素直に称賛として受け取っておく、騎士だけではなく、冒険者にとっても傷は勲章だ。

 

「なんだかんだ毎日不可思議な訓練は欠かしていませんものね、結構効果あるものですわね。さささ、お嬢様は向こうでワタクシと生物観察を致しましょう」

 ルミが横から割って入り、そのままお姫様を連れて潮の満ち引きでできた水たまりの方へ行ってしまう。

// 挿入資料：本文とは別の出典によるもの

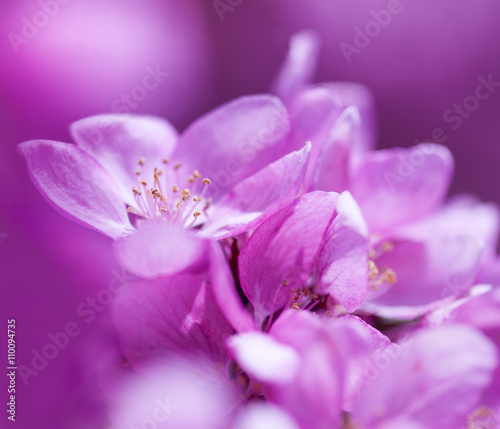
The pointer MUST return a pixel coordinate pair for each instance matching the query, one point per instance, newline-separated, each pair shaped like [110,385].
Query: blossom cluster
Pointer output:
[291,275]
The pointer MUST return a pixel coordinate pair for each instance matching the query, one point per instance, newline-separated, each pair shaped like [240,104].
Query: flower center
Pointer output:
[171,196]
[482,418]
[378,276]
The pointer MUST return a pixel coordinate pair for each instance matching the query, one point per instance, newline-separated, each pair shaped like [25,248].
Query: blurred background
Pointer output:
[62,60]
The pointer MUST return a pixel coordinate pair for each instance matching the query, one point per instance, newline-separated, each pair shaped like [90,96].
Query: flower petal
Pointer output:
[177,394]
[234,141]
[395,186]
[333,163]
[252,200]
[343,260]
[264,416]
[314,396]
[158,249]
[174,315]
[312,114]
[119,141]
[298,70]
[428,272]
[444,372]
[225,292]
[279,250]
[77,186]
[362,98]
[263,358]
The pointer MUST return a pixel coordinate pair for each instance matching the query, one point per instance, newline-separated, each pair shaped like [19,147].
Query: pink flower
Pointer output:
[418,245]
[305,363]
[124,165]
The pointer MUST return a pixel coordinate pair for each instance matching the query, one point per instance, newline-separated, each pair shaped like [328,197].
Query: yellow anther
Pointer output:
[389,276]
[185,194]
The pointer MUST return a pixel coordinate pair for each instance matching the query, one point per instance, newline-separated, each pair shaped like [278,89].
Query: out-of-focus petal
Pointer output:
[225,293]
[77,186]
[177,394]
[395,186]
[467,214]
[235,141]
[435,382]
[264,358]
[156,249]
[361,97]
[175,315]
[312,115]
[364,349]
[298,70]
[428,273]
[257,197]
[264,416]
[119,141]
[333,164]
[314,397]
[284,247]
[343,260]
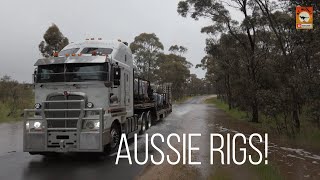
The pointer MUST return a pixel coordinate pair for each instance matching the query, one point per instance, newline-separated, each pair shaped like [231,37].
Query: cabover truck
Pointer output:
[86,96]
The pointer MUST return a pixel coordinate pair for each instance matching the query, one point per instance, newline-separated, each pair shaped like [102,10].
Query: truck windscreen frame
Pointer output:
[75,72]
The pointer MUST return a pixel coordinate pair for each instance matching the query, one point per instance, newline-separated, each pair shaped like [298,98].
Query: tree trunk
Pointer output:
[255,110]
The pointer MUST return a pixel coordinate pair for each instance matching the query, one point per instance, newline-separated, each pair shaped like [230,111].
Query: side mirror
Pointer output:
[35,74]
[116,76]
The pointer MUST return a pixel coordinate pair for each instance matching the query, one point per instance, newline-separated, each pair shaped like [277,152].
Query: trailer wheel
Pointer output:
[143,124]
[149,120]
[115,137]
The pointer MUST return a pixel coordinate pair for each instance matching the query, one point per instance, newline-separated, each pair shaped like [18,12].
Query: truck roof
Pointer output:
[120,52]
[71,59]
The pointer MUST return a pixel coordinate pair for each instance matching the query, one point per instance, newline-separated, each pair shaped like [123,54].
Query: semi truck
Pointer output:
[86,96]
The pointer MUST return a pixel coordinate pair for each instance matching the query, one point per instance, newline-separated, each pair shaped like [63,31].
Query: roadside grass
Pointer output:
[309,136]
[182,100]
[266,172]
[247,171]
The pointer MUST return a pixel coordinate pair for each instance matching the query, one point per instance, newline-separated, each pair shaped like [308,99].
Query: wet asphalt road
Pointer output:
[189,117]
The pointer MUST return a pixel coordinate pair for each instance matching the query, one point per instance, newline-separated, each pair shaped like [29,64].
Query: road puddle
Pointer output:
[294,163]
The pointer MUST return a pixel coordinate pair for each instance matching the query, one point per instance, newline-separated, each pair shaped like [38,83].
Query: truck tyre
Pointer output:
[149,120]
[115,137]
[143,124]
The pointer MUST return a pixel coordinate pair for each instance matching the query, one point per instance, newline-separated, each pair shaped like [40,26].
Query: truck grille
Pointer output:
[65,123]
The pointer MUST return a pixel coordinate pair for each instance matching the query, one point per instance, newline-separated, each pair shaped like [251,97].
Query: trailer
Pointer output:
[86,96]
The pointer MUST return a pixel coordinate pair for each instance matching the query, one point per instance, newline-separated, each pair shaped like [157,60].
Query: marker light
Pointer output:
[37,106]
[55,54]
[37,125]
[97,125]
[90,105]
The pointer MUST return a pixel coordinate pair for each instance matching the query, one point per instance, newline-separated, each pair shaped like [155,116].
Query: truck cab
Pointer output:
[84,100]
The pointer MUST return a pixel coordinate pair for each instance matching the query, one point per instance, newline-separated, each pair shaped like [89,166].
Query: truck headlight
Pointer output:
[92,125]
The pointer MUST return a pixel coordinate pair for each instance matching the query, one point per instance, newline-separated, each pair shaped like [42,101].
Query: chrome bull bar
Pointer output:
[37,141]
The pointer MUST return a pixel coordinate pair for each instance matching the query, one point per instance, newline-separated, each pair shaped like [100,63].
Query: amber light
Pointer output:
[55,54]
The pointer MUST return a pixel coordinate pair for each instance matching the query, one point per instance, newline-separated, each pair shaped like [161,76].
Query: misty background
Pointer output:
[23,24]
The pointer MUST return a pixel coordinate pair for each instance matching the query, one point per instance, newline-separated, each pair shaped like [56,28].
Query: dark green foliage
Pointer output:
[146,48]
[262,65]
[54,41]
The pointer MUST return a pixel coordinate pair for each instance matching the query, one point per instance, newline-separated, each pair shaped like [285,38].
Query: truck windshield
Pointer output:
[68,51]
[77,72]
[100,51]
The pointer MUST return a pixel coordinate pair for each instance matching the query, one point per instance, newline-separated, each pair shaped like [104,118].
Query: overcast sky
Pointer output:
[23,23]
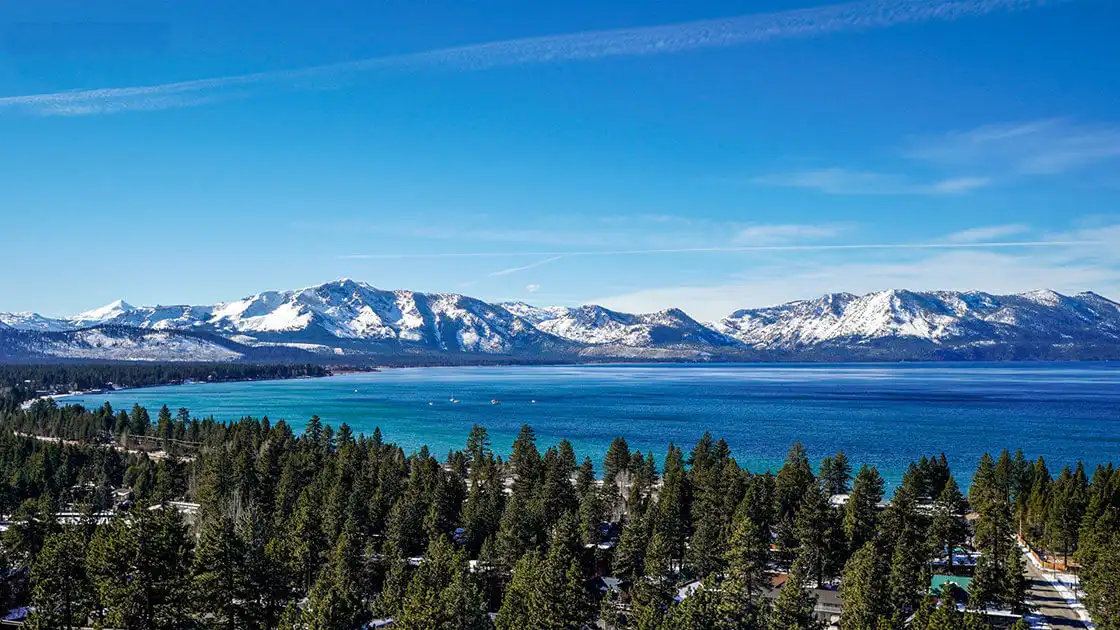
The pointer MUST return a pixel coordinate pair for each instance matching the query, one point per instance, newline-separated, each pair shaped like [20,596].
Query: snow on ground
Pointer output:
[151,346]
[1064,583]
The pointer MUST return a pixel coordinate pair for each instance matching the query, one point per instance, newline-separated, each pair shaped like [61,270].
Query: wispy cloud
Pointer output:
[526,267]
[845,182]
[728,249]
[785,233]
[634,42]
[987,233]
[996,271]
[1041,147]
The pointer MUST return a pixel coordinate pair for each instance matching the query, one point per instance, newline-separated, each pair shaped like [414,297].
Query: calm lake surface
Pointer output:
[884,415]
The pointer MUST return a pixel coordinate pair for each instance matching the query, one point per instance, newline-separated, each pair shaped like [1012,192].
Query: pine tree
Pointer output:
[865,590]
[62,593]
[747,573]
[861,513]
[793,482]
[904,534]
[521,608]
[1101,583]
[217,586]
[837,475]
[794,607]
[949,529]
[335,600]
[818,535]
[138,566]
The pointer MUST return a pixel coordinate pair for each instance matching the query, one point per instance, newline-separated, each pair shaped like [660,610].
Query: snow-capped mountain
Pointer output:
[341,314]
[33,322]
[943,318]
[596,325]
[352,321]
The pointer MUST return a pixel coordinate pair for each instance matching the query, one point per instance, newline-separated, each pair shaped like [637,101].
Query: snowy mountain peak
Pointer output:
[108,312]
[348,316]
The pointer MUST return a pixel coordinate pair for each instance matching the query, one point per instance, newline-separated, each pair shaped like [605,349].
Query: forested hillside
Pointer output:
[124,519]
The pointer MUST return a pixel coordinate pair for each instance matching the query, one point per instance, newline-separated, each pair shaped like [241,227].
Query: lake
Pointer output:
[884,415]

 なんだったんだ?結局よく分からないまま行ってしまった……


 その後もしばらく立ち泳ぎしたり、A3Wの購入画面(ショップ)で小型の折りたたみダイビングナイフであるスパイダルコ ソルトを購入して装備して泳いでみる。


 スパイダルコ ソルト――基本的にA3W中ではナイフはメーカー名が指定されていない装備だが、その独特な形状からほぼスパイダルコで確定だと言われている。

 

 盛り上がった峰部分(みねぶぶん)に大きなサムホールが開いており、折りたたみナイフながら親指だけで展開が可能で、H-1ステンレス――最近はローカーボンステンレスへ置き換えられているらしい――で出来た刃は殆ど炭素を含んでおらず、ナイフの鋼材中でもトップクラスに錆びづらい。


 一通り、どの程度泳げるかを試して砂浜へ戻る。


 やはりA3Wの装備があれば水中でも特殊部隊顔負けの水泳能力があるらしい。


 一息ついて休憩している時に、ふと辺りを見回す。 

  

 砂浜ではレミが腰まで埋まっている、お姫様とルミは浅瀬で生物観察を続けている。


 ……ロミとネリー、どこ行った?


 まぁまぁまぁ待て、ほぼ周知の事実なのだ、2人で遊ぶこともあるだろう。


 でも?流石に?無いよな?


 ……お姫様とルミが行ったのと逆方向を見る。


 おあつらえ向きにビーチから後ろが見えない大きな岩場がある。


 ………………そんな出歯亀みたいなこと……そう考えながらも気になって仕方ない俺の足は勝手に歩を進めた。


 岩場へ近付いて耳を澄ます。


 

「あっ――ネリー、ダメだ――」

「何がダメなんです?こんなに露出の多い水着を選んで、それに皆気づいてますよ?いっそ皆さんの前で――」



 即座に物音を立てないように岩場から離れる。


 俺は何も聞いていない、何も知らないし聞いていないったら聞いていないのだ。

連載1周年です!

読んでくださる皆様のお陰でここまできました!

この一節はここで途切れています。